2、コルバン(ささげもの)について(9節~13節)
9節からのことばは、イエスが律法学者パリサイ人たちの間違いを指摘した箇所です。イエスはここで「コルバン(ささげもの)」についての間違いを指摘しています。9節「あなたがたは、自分たちの言い伝えを保つために、見事に神の戒めをないがしろにしています。」
と言い、具体的には10節「モーセは、『あなたの父と母を敬え』、また『父や母をののしる者は、必ず殺されなければならない』と言っています」これは旧約聖書の有名な神の戒めです。11節12節「それなのに、あなたがたは、『もし人が、父または母に向かって、私からあなたに差し上げるはずの物は、コルバン(すなわち、ささげ物)です、と言うならー』と言って、その人が、父または母のために、何もしないようにさせています。」コルバンは一見、神をだいじにしているように見えますが、神の御心は、「父と母を敬う」ことです。神は、父や母を大切にすることを教えています。それなのに、それをしないで、(父や母をないがしろにして)神にささげ物をしても神は喜ばれません。また、イエスは言われました。13節「このようにしてあなたがたは、自分たちに伝えられた言い伝えによって、神のことばを無にしています。そして、これと同じようなことを、たくさん行っているのです。」と言われました。彼らは、神の戒めよりも、先祖の伝承を守るように教えたのです。それと同じように、安息日や断食、お祈りなども、間違った理解をしていました。イエスの教えは、神の戒めを守ることであり、先祖の言い伝えを守ることではなかったのです。
3、食べ物の戒めについて(14節~23節)
ユダヤ人たちは、神の戒めを守り、食べてよい動物と食べてはいけない動物を厳格に分けて食事をしています。そのことは、神がモーセを通して汚れを受けないようにイスラエルの民を戒めたからです。しかし、イエスは、汚れの問題(人を汚すの)は、食べ物ではなく、人から出てくる悪い考えで、21節「淫らな行い、盗み、殺人、姦淫、貪欲、悪行、欺き、好色、ねたみ、ののしり、高慢、愚かさ」であると言われました。確かに、モーセによって汚れると定められた動物を食べても、害を受けることはありません。それは、イエスが言われたように、「腹に入り排泄される」だけです。それゆえ、イエスは、食べ物によって人が汚されることはないと断言し、人の心から出る悪い考えを警戒しなさいと言われたのです。
4、まとめ
イエスがここで問題としているのは、律法学者パリサイ人たちが神の戒めより、先祖の伝承を守るように教えていることでした。先祖の伝承は神の戒めを守るために定められたものです。しかし、その中心である神の戒めが抜けて、先祖の伝承がどんどん増え続け、神の戒めをないがしろにしてしまう事態を招いてしまったのです。イエスの説教はそれを正す説教でした。しかし、律法学者パリサイ人たちは、イエスの教えに耳を傾けず、イエスが神の戒めを守っていないと罪に定め、自分たちの教えを守るために、イエスを十字架に付けて殺してしまったのです。

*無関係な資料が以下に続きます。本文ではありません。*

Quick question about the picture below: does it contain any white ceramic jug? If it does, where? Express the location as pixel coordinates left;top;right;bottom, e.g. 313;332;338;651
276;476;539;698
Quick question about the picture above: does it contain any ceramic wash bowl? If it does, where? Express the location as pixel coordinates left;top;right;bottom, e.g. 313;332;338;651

私たち日本人には、律法学者パリサイ人たちが教える、先祖の伝承はありません。しかし、この世の常識に縛られて、神の戒めよりもこの世の常識を信じて、それを優先してしまうようなことはないでしょうか。たとえば、イエスの処女降誕と死からの復活はこの世の常識では理解できません。しかし、だからと言って聖書の教えから、処女降誕と復活を取り除いてしまったなら、キリスト教ではなくなってしまいます。聖書は、明確にイエスは処女マリヤから生まれ、十字架に付けられ殺され、三日目に復活され、天に昇って行かれたと記しています。神が私たちに求めることは、私たちがイエスの処女降誕とイエスの復活を理解することではなく信じることです。処女降誕とイエスの復活は、イエス・キリストが神であることの証拠です。神の子である、イエスの死によって私たちの救いは完成されました。聖書の奇跡をこの世の常識で理解しようとするなら、聖書のことばを信じることはできず、神のことも信じることはできません。聖書は神のことばで、神の権威に守られた書です。私たち人間は神によって造られたものです。その人間が自分の知恵で神を理解しようとしても不可能なことです。私たちは謙遜に聖書が神のことばであることを信じ、行うことによって神の豊かな祝福を受けることが出来るのです。